Even after all the cards have been caught and claimed, safely stored away with Sakura’s own name imprinted upon them, there are still nights where she cannot sleep. Nights where she will toss and turn for what seems like hours, as if her nerves are spoiling for an adventure that has not yet arrived; nights where she will still find herself reaching for the phone and punching in the number she knows by heart, just as she used to do.
She knows, too, that no matter the hour, Tomoyo will always answer.
“You can’t sleep, Sakura-chan?” The other girl’s immediate greeting sounds completely composed, even more awake than Sakura herself feels; as though Tomoyo had simply been sitting up with a cup of cocoa and waiting for the phone to ring.
As though Tomoyo knew.
“Not…not really, Tomoyo-chan.” Sakura is now long beyond being surprised by either the response or the swiftness of it, and simply settles back more comfortably against the pillows as one hand clutches at the phone.
Somehow, Tomoyo always knows.
“Do you sense something?” This is perfunctory, and makes Sakura smile: Tomoyo would have been able to tell from the sound of her voice alone were that the case, and she shakes her head as if Tomoyo could see.
“I just can’t sleep.”
“Ah.” A pause, in which she imagines Tomoyo also rearranging herself more comfortably in her bed. “Would you like me to tell you a bedtime story, then?”
Simultaneous giggles, soft and sweetly high, and then:
“Please.”
This is, by now, a familiar routine. Tomoyo will spend the nights telling her stories, while Sakura snuggles into blankets and Keroboros will half-heartedly glare as best a stuffed toy can; and in the mornings they go to school sleepy-eyed but smiling, tightly clasping hands.
Sakura doesn’t sleep well, sometimes, since Syaoran went away, but she doesn’t complain. Everything will be all right, she whispers beneath her breath like her own private prayer, especially with Tomoyo here.
And this is Tomoyo’s favourite story to tell:
There was once a girl who flew, born away from the ground on the most beautiful of magic wings.
The earth and the trees were saddened by her departure, by the fact she no longer walked on and among them, by the fact she had ascended far above where they could reach; for they all loved her as though she were their master.
But the sun, oh the sun - how jealous was it as it watched her rise!
“This cannot be permitted,” said the sun, words punctuated by a flare of heat. “This girl cannot remain in the sky, for she will steal all attention away from my light.”
And the sun brought forth its harshest of lights, its hottest of rays, and began to try and melt those wings, to send her spiraling back down from its own domain.
But the girl only smiled, closing her eyes and tilting her face back in greeting.

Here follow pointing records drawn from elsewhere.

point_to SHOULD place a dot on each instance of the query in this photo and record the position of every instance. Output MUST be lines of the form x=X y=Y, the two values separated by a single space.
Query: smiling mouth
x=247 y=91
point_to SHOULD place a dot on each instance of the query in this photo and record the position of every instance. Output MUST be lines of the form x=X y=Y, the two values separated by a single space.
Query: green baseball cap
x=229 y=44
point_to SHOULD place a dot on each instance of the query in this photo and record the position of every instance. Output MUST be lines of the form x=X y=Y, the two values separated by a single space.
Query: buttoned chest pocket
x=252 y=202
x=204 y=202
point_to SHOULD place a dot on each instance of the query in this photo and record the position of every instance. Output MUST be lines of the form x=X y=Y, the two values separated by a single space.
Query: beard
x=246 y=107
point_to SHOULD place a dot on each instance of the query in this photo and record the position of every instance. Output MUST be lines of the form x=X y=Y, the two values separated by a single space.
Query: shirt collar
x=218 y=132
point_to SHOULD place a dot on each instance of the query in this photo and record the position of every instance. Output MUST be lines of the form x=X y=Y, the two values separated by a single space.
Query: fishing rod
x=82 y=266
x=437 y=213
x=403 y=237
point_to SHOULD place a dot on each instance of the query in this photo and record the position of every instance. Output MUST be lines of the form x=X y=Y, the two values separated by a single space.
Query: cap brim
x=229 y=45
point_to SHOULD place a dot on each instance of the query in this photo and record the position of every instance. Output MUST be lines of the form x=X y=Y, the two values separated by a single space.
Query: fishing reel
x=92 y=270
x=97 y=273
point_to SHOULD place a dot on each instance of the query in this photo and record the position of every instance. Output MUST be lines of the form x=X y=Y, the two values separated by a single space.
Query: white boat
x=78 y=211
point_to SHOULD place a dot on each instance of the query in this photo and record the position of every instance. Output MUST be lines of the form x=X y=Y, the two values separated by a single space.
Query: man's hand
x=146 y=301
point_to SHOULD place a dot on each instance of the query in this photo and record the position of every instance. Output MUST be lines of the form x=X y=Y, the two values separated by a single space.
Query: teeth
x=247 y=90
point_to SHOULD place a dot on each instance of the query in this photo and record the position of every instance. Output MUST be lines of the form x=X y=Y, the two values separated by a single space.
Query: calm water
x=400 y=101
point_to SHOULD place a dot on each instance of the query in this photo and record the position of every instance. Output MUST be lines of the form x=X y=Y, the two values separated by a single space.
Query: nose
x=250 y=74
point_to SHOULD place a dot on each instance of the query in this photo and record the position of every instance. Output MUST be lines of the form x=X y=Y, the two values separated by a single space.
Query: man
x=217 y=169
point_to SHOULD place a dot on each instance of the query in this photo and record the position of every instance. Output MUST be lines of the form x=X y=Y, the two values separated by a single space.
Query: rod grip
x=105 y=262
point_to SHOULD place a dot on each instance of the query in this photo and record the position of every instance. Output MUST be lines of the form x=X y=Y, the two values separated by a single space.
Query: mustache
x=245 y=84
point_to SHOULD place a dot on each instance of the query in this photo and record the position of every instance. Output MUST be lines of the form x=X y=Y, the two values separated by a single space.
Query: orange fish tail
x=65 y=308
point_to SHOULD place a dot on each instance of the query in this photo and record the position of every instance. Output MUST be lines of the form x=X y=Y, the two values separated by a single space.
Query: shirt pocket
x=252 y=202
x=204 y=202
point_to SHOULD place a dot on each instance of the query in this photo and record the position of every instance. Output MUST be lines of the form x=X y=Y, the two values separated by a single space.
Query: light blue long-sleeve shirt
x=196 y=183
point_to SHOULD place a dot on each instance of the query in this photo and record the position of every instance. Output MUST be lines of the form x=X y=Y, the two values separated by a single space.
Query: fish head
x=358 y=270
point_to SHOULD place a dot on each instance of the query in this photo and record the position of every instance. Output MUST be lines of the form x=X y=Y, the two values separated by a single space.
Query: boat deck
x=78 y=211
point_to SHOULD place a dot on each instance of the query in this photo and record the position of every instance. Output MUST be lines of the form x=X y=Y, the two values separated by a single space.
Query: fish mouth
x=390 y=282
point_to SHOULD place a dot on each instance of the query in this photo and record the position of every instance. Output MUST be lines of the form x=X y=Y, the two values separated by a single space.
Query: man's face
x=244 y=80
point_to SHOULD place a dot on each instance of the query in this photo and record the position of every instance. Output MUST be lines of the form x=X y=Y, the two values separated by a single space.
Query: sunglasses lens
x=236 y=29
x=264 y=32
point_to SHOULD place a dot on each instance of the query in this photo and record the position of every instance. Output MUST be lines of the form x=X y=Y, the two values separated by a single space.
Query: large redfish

She opened her arms to light, embracing it as best she could even for all of its unpleasant intentions, and the sun itself could not help but be charmed.
“You may stay! Forever!” the sun cried to the girl, and she laughed in answer. She could not bring herself to leave her friends on the earth behind, after all, and would soon have to return to them.
But the sun’s light was as all-encompassing as the girl’s own arms, and had just as far a reach. And she had taught them that there was no need for any of them to ever be apart.
“See, Sakura-chan?” Tomoyo whispers, even though she knows that Sakura had long ago finally drifted to sleep on the other end of the line. “Some heroes never fall.”